# New legends coming out soon



## wheelz63 (Mar 11, 2006)

There isnt a date yet but as soon as i hear you will too.


----------



## 41-willys (Jan 7, 2000)

Those are cool, can't wait


----------



## Piz (Apr 22, 2002)

Yes please !


----------



## Piz (Apr 22, 2002)

I would love to see them use the gran prix funny car body in this series


----------



## sethndaddy (Dec 4, 2004)

those look good, any news on the tjet Willy's release?


----------



## Bubba 123 (Sep 10, 2010)

sethndaddy said:


> those look good, any news on the tjet Willy's release?


any other releases coming in 2015 ??

Bubba 123 :wave:


----------



## swamibob (Jan 20, 2009)

Who's car is the green Camaro? 

Tom


----------



## Piz (Apr 22, 2002)

swamibob said:


> Who's car is the green Camaro?
> 
> Tom


Fighting Irish , driven by Ron O donnell


----------



## wheelz63 (Mar 11, 2006)

sethndaddy said:


> those look good, any news on the tjet Willy's release?


nothing yet, but i will keep all informed when i hear something.


----------



## wheelz63 (Mar 11, 2006)

Bubba 123 said:


> any other releases coming in 2015 ??
> 
> Bubba 123 :wave:


there are more planned but nothing for sure until aw says there coming.


----------



## HO2GO (Feb 21, 2015)

Piz said:


> I would love to see them use the gran prix funny car body in this series


The best looking gran prix funny car was " Marines " in a desert camo design. Love to have a Jim Head funny car from AutoWorld. He has the best looking funny cars; the best being his " Head Case " Toyota. Also love the look of Johnny Gray's " Pitch Energy " FC.  Tetsuo.


----------



## dtomol (Mar 30, 2005)

*Any word on the T-Jet Tbolt?*

What other bodes are they going to make besides the T-bolt for the Ultra g chassis I would assume the Willys are Tjets.


----------



## HO2GO (Feb 21, 2015)

dtomol said:


> What other bodes are they going to make besides the T-bolt for the Ultra g chassis I would assume the Willys are Tjets.

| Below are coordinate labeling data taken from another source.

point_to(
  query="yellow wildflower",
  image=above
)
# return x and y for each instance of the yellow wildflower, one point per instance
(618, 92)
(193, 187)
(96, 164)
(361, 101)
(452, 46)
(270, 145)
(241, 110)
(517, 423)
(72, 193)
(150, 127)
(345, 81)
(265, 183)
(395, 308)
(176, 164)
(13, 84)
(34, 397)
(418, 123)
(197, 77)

Aren't they always ? lol  Tetsuo.


----------



## Joe65SkylarkGS (Feb 15, 2010)

Richard please put me down for a set when they come please. :wave:


----------



## Piz (Apr 22, 2002)

HO2GO said:


> The best looking gran prix funny car was " Marines " in a desert camo design. Love to have a Jim Head funny car from AutoWorld. He has the best looking funny cars; the best being his " Head Case " Toyota. Also love the look of Johnny Gray's " Pitch Energy " FC.  Tetsuo.


I was thinking any of mickey thompsons cars would be great , they already have the body tihey should make use of it


----------



## honda27 (Apr 17, 2008)

*cars*

Well what is wrong with aw why they not making any torino,s any more what they do lose the mold 4 that body. The torino needs to come back.


----------



## HO2GO (Feb 21, 2015)

Piz said:


> I was thinking any of mickey thompsons cars would be great , they already have the body tihey should make use of it


Absolutely !  Tetsuo.


----------



## HO2GO (Feb 21, 2015)

honda27 said:


> Well what is wrong with aw why they not making any torino,s any more what they do lose the mold 4 that body. The torino needs to come back.


It would be great to see the return of so many classics that have been missing far too long; I wonder if the molds are missing or damaged ? If the molds are available they should reissue them on a regular basis.  Tetsuo.


----------